Землю накрывал голубой купол. Ниже к горизонту краски незаметно блекли, светлели, а солнце окутала золотистая дымка, легкая и далекая.
«Что же я стою?» — опомнился Николай и решительно шагнул с крыльца.
Дома переоделся, подошел к Таниной двери, но в коридоре показалась Зина Воложина. При ней он почему-то не осмелился постучать к Тане и, чтобы скрыть замешательство, попросил корыто.
— Уж не стирать ли собираешься? — удивилась она. — Давай я постираю… Не хочешь? Может, Татьяну попросишь?
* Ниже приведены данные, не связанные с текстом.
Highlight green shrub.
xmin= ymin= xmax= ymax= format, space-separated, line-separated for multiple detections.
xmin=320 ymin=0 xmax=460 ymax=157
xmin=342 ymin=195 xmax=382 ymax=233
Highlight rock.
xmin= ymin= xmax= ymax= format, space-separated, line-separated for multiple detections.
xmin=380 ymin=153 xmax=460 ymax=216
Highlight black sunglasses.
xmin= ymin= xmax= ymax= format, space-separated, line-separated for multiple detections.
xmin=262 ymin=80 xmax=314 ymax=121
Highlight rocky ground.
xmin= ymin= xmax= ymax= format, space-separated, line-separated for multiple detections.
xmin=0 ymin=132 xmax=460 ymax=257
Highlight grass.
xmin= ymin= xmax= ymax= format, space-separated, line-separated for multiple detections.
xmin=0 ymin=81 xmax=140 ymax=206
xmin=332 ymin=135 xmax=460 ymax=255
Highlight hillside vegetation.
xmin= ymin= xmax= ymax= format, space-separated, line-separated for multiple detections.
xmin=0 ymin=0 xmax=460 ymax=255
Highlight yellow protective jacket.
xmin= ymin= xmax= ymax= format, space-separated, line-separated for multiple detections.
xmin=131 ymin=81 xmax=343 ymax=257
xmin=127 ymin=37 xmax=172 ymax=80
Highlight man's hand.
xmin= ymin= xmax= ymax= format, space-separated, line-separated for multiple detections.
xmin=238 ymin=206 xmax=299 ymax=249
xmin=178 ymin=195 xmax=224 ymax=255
Между прочим, — Зина зло усмехнулась. — Что-то уж больно часто стал захаживать к твоей ненаглядной Веселов и засиживаться допоздна.
Николай молча взял вынесенное ему корыто.
«Поэтому-то она и не приходила больше в больницу, — подумал он, — совесть не чиста».
Он натаскал в котел воды, затопил печь, закурил. Принялся за стирку. Так увлекся работой, что не слышал, как подошла и остановилась за его спиной Татьяна. Ей, было любопытно смотреть на его неумелые, угловатые движения, на летящие во все стороны мыльные хлопья, и она, не выдержав, расхохоталась.
Николай от неожиданности растерялся. Он виновато глянул на нее, и смущенная улыбка тронула его губы.